焦りと混乱の中で、さらにオシャルの声が追い討ちをかける。


「そして、お前が受けたレーシック手術——あれも“視力弱体化処置”として定義し直す!」


「やめてえええええええ!!??」


場違いな絶叫が闘技場にこだまする。


「そのメガネと手術の全てが、今この瞬間から“視界を不自由にする行為”に変わったんだよ!!」


ポッケルの瞳が完全に焦点を失い、足元がふらつく。


「もう何も見えないぃぃぃっっ!! 誰か白杖ちょうだいぃぃぃっ!! ねえこれバグ!? 俺がチート使ってたんじゃなくてバグだったのぉ!?」


観客の誰もが絶句していた。強すぎる視力を誇り、ランキング上位へと駆け上がったポッケルが、まさかの“概念書き換え”で弱体化されるなど、誰が予想しただろうか。


「……終わりだ、ポッケル=グリムナイン」


リグルスが輝き、風がうねる。


「《天翔裂破・黎明ノ陣》ッ!!」


真空を裂くような斬撃が、ポッケルの腹部を一直線に切り裂いた——ように見えた瞬間、風圧が彼を吹き飛ばし、闘技場の外枠に叩きつけた。
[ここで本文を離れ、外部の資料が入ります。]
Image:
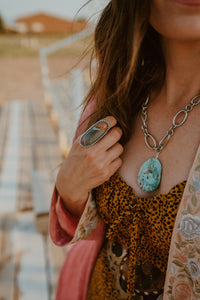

「がっ……は、はぁぁ……ふ、服が……破れた……! 俺の勝負眼鏡が……真っ二つにぃ……!」


四散した眼鏡の破片とともに、ポッケルは静かに倒れる。


——勝負あり。


場内は静寂に包まれ、やがて一人、二人と拍手が沸き起こる。


「勝者——オシャル=リヴァンス!!」


アナウンスが響いた瞬間、闘技場は嵐のような歓声に包まれた。


エムルが駆け寄る。


「オシャルっ! 無事!? 剣が光ってたけど、また変な力使ったっしょ!」


「……うん。なんか、すごかった。けど……俺もまだよくわかってねぇ。リグルスの力って、たぶん、ただの武器じゃない」


ゼイドやエルシアも観客席から立ち上がる。


「……見事だったわ。その剣、本当にただの剣じゃないわね」


そして、地に倒れるポッケル=グリムナインは、ガタガタと震えながらこう呟いていた。


「ぼ、僕の……僕のレーシック……否定された……。尊厳、消滅した……」


そうして、戦いは終わった。


けれど、本当の物語はまだ、これからだった——。